Daniel Bowes, a staff attorney with the NC Justice Center who is working with the DEAR program, said the initiative is ambitious. While other places want “an ounce of flesh” in exchange for relief from the collateral consequences of court involvement, Durham is recognizing that the larger community—not only the people seeing their fines dismissed—benefits by relieving them of this debt and letting them get a driver’s license again, he said.

Forty-three states revoke licenses over unpaid fines and fees, but in North Carolina, that revocation is automatic and indefinite. State law requires that licenses be automatically revoked for nonpayment of a traffic ticket forty days after a court judgment is entered, but the law doesn’t require a hearing to determine whether the person is capable of paying the fines or fees levied.

Earlier this year, the ACLU, the ACLU of North Carolina, the Southern Poverty Law Center, and the Southern Coalition for Social Justice sued the state DMV, saying that provision violates North Carolinians’ Fourteenth Amendment rights to due process and equal protection under the law.

Court fees have increased 400 percent over the past twenty years in North Carolina. That money—in the form of charges like arrest fees, failure to appear fees, and default costs of court charges for anyone who pleads guilty or is convicted—go toward public schools, law enforcement, and the state’s general fund.

A law that took effect in 2017 required judges who want to waive fines or fees to notify any agency that would lose out on revenue (the state’s Administrative Office of the Courts created a workaround by issuing a memo giving standing notice that costs might be waived). Since 2015, the state has also published data on how often individual judges waive court costs.

About fifty-four thousand people have had their licenses suspended due to traffic charges originating in Durham County—either because they didn’t show up to court or they didn’t pay a ticket. About three-quarters are people of color, according to the Durham I-Team.

Monday’s docket largely included charges for driving without a license or driving with a revoked license. Almost no one whose charges were dismissed Monday afternoon came for the occasion. And that was kind of the point—for people to not have to find a way to get to court when they have already paid the price of having their licenses suspended.

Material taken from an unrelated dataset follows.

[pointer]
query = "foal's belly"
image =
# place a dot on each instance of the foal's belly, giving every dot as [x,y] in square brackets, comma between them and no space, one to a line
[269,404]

When the I-Team and the District Attorney’s Office ran their amnesty program in 2017, they asked people to send basic information by text to see if they were eligible for relief. That was far more successful than previous programs, which required people to come to the courthouse, but about 40 percent of people ended up being ineligible, Smith says.

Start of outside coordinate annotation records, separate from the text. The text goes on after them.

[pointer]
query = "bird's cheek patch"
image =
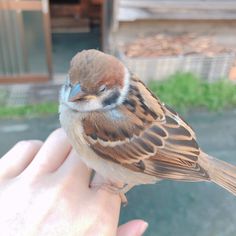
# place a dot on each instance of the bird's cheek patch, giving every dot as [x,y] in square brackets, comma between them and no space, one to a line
[111,99]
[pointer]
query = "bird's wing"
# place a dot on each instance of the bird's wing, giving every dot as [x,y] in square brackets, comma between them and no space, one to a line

The aim of the effort is for the DEAR program and its partners to identify eligible people based on court records and automatically move their cases for relief. That’s proving to be more efficient but presents another challenge: There’s no way to tell people they are one step closer to getting their driver’s license back. In most cases, the only contact information available is a person’s last known address, which could be decades old. (The county does offer court date reminders via text, but you have to sign up).

So, DEAR plans to launch an online portal in coming weeks and—with the help of a community outreach team—drive people to the site to see if their charges have already been dismissed or are coming up on a dismissal docket.

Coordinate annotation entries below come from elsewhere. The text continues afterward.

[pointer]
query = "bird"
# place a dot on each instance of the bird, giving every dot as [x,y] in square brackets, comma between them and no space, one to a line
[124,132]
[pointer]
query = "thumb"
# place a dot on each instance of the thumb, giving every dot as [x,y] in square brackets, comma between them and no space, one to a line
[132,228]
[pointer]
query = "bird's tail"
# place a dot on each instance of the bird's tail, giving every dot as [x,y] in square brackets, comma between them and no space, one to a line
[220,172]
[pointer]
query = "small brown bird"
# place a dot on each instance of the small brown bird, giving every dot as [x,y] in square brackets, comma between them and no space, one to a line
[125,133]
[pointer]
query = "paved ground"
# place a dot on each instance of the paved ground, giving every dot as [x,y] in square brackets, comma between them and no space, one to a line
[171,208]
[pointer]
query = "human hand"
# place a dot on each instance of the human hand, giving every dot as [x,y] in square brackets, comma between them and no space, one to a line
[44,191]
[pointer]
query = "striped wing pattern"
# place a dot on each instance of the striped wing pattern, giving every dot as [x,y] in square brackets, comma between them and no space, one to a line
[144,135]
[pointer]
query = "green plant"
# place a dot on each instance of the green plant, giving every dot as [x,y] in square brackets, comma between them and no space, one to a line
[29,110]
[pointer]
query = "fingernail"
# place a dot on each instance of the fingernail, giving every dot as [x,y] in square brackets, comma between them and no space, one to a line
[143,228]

According to the I-Team, driving with a revoked license is the seventh most common charge for people in the Durham jail. Even without a valid license, people still need to get around—to work, doctor’s appointments, or for child care.

Laura Holland, a DEAR attorney who works with the NC Justice Center, says in her three years working on license restoration, she’s often seen people who had no choice but to take a risk and drive unlicensed. Others use costly rideshare services to get where they need to go or endure longer commutes stringing together rides from friends, buses, and walking. The case that stuck with her most was a woman whose license had been suspended for twelve years over an unpaid ticket. Without a license, she couldn’t work. After visiting the DEAR office, she was able to go to the DMV and get a new license.

“I’ve seen how not having a license prevents someone from getting employment and housing and leads to this cycle of hopelessness,” Holland said.